- Bani Saleh Rural District Location within Iran
- Coordinates: 31°17′04″N 47°53′45″E﻿ / ﻿31.28444°N 47.89583°E
- Country: Iran
- Province: Khuzestan
- County: Hoveyzeh
- District: Neysan
- Capital: Yazd-e Now

Population (2016)
- • Total: 4,327
- Time zone: UTC+3:30 (IRST)

= Bani Saleh Rural District =

Rural district in Khuzestan province, Iran

Bani Saleh Rural District (دهستان بني صالح) is in Neysan District of Hoveyzeh County, Khuzestan province, Iran. Its capital is the village of Yazd-e Now.

==Demographics==
===Population===
At the time of the 2006 National Census, the rural district's population (as a part of the former Hoveyzeh District of Dasht-e Azadegan County) was 2,718 in 488 households.
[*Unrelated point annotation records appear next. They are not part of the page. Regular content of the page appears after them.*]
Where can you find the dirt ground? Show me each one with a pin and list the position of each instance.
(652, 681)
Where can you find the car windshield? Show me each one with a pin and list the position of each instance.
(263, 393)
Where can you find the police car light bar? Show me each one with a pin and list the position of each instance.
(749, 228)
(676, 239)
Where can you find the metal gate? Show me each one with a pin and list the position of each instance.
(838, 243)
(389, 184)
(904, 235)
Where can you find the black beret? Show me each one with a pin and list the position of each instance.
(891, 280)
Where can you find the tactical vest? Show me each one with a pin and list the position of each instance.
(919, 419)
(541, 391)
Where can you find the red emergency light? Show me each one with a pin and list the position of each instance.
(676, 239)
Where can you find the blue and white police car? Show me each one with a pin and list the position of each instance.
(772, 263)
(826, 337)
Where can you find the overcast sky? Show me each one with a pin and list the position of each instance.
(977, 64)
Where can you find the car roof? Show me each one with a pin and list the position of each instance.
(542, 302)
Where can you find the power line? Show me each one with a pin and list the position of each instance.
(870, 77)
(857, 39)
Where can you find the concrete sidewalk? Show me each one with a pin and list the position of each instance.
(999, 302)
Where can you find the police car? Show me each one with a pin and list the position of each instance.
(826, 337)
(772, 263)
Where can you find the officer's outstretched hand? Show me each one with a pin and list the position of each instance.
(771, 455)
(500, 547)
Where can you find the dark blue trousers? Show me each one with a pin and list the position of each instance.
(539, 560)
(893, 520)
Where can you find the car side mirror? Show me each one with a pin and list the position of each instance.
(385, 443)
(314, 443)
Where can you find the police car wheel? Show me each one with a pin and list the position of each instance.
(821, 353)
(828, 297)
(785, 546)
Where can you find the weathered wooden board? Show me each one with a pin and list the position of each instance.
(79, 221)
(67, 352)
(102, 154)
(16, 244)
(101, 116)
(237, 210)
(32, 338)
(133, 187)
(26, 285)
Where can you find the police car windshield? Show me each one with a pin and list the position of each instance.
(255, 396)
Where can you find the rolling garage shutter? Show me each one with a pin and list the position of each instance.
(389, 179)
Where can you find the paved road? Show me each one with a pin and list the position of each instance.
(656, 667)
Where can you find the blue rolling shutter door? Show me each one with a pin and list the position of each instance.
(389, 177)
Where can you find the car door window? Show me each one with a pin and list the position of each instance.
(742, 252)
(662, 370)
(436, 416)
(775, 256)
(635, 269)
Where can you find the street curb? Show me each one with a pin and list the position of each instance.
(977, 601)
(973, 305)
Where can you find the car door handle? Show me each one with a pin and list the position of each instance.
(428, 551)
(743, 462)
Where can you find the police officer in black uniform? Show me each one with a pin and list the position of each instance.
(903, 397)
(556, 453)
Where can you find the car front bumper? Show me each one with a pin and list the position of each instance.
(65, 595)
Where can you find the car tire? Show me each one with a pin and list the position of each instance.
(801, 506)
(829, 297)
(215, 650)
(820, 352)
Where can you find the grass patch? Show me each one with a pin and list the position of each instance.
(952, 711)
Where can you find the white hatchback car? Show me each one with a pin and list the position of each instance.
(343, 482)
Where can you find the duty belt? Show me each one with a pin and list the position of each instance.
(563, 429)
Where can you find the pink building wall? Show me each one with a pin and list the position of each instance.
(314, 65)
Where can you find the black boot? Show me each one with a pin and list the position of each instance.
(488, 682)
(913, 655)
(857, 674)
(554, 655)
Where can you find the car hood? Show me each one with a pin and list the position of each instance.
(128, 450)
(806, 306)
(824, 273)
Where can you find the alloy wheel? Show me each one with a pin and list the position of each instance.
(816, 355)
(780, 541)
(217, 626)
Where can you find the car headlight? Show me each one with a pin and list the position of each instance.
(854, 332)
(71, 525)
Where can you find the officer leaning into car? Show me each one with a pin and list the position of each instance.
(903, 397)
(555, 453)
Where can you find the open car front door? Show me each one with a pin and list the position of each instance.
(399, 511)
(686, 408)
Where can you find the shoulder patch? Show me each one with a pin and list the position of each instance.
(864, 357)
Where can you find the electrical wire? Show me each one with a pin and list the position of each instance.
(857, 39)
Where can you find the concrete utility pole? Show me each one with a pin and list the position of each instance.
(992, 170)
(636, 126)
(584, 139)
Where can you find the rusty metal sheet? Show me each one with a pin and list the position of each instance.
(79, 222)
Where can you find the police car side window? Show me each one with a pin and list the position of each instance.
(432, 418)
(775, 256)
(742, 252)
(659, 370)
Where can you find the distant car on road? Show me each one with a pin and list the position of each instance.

There were 3,342 inhabitants in 683 households at the following census of 2011, by which time the district had been separated from the county in the establishment of Hoveyzeh County. The rural district was transferred to the new Neysan District. The 2016 census measured the population of the rural district as 4,327 in 831 households. The most populous of its 54 villages was Abu Akfa, with 735 people.